Complexity Science Institute, Qingdao University, Qingdao, Shandong, China.
State Key Laboratory of Resources and Environmental Information System, Institute of Geographic Sciences and Natural Resources Research, Chinese Academy of Sciences, Beijing, China.
PLoS One. 2021 Dec 22;16(12):e0261629. doi: 10.1371/journal.pone.0261629. eCollection 2021.

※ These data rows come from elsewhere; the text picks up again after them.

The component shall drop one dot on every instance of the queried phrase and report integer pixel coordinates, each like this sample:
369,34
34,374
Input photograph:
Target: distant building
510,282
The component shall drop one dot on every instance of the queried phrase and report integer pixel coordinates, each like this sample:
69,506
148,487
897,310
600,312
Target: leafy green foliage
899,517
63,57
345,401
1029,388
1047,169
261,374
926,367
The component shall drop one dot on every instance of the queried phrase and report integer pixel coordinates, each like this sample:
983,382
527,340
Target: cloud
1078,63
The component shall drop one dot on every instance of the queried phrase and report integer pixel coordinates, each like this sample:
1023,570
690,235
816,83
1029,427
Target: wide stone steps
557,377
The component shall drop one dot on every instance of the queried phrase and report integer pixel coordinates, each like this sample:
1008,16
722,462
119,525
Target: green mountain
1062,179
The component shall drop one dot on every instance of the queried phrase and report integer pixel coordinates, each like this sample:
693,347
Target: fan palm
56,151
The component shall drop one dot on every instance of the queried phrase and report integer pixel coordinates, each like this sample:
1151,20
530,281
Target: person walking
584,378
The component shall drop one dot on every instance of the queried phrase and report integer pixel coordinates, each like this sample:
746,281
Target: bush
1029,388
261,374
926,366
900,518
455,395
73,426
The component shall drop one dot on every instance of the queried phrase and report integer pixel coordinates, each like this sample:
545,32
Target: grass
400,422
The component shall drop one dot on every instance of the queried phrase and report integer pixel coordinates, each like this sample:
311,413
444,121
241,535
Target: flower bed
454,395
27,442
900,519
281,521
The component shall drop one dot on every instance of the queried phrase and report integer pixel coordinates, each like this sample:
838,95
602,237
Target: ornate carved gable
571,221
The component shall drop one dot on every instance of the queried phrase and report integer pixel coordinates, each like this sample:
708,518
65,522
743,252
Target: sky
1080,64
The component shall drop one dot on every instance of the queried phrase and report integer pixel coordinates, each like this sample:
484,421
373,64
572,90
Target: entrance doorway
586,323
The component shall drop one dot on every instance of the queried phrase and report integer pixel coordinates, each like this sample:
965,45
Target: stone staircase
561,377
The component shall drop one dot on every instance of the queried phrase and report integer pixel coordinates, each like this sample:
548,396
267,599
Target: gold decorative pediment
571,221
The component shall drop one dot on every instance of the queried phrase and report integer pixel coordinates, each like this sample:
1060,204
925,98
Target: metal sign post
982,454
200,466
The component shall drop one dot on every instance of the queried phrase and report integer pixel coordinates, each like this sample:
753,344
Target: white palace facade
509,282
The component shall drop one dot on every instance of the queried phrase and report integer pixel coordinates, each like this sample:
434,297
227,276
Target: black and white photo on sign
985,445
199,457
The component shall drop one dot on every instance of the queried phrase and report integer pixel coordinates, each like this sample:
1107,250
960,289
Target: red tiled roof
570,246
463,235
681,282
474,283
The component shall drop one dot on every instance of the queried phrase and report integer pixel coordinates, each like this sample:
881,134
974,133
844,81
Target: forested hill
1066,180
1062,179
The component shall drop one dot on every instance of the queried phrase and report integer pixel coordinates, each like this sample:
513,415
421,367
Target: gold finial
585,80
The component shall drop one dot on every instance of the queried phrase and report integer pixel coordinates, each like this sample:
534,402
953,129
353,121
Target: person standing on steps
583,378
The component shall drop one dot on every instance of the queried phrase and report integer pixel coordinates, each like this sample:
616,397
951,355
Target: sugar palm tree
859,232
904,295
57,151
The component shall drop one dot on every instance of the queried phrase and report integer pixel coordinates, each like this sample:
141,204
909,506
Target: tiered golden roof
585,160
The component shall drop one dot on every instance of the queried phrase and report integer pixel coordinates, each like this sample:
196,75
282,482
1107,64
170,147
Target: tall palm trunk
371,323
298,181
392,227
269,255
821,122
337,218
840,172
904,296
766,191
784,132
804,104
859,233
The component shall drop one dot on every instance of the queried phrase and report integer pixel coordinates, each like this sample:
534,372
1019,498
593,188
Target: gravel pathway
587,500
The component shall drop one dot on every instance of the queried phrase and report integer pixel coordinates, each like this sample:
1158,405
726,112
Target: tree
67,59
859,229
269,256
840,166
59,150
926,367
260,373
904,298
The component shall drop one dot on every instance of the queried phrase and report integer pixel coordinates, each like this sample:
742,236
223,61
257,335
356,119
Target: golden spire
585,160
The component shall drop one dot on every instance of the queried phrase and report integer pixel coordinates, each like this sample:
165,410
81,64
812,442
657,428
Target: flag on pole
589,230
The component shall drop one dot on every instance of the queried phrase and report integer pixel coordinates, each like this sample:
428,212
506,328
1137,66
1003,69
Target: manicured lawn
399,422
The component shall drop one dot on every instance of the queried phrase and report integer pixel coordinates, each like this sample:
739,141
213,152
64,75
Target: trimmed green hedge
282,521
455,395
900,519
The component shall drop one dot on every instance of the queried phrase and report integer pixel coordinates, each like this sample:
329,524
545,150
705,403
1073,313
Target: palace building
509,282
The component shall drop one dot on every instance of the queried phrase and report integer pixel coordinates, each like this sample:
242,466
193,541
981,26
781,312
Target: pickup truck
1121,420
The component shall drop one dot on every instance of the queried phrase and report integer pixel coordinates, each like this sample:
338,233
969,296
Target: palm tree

Hand, foot and mouth disease (HFMD) is an increasingly serious public health problem, and it has caused an outbreak in China every year since 2008. Predicting the incidence of HFMD and analyzing its influential factors are of great significance to its prevention. Now, machine learning has shown advantages in infectious disease models, but there are few studies on HFMD incidence based on machine learning that cover all the provinces in mainland China. In this study, we proposed two different machine learning algorithms, Random Forest and eXtreme Gradient Boosting (XGBoost), to perform our analysis and prediction. We first used Random Forest to examine the association between HFMD incidence and potential influential factors for 31 provinces in mainland China. Next, we established Random Forest and XGBoost prediction models using meteorological and social factors as the predictors. Finally, we applied our prediction models in four different regions of mainland China and evaluated the performance of them. Our results show that: 1) Meteorological factors and social factors jointly affect the incidence of HFMD in mainland China. Average temperature and population density are the two most significant influential factors; 2) Population flux has different delayed effect in affecting HFMD incidence in different regions. From a national perspective, the model using population flux data delayed for one month has better prediction performance; 3) The prediction capability of XGBoost model was better than that of Random Forest model from the overall perspective. XGBoost model is more suitable for predicting the incidence of HFMD in mainland China.
手足口病(HFMD)是一个日益严重的公共卫生问题,自 2008 年以来,中国每年都会爆发手足口病疫情。预测手足口病的发病率并分析其影响因素,对其预防具有重要意义。现在,机器学习在传染病模型中表现出了优势,但基于机器学习的手足口病发病率研究,涵盖中国大陆所有省份的却很少。在这项研究中,我们提出了两种不同的机器学习算法,随机森林和极端梯度提升(XGBoost),来进行分析和预测。我们首先使用随机森林来检验手足口病发病率与中国大陆 31 个省份的潜在影响因素之间的关联。接下来,我们使用气象和社会因素作为预测因子,建立了随机森林和 XGBoost 预测模型。最后,我们将预测模型应用于中国大陆的四个不同地区,并评估了它们的性能。我们的结果表明:1)气象因素和社会因素共同影响中国大陆手足口病的发病率。平均温度和人口密度是两个最重要的影响因素;2)人口通量在不同地区对手足口病发病率的影响具有不同的时滞效应。从全国范围来看,使用滞后一个月的人口通量数据的模型具有更好的预测性能;3)从整体来看,XGBoost 模型的预测能力优于随机森林模型。XGBoost 模型更适合预测中国大陆手足口病的发病率。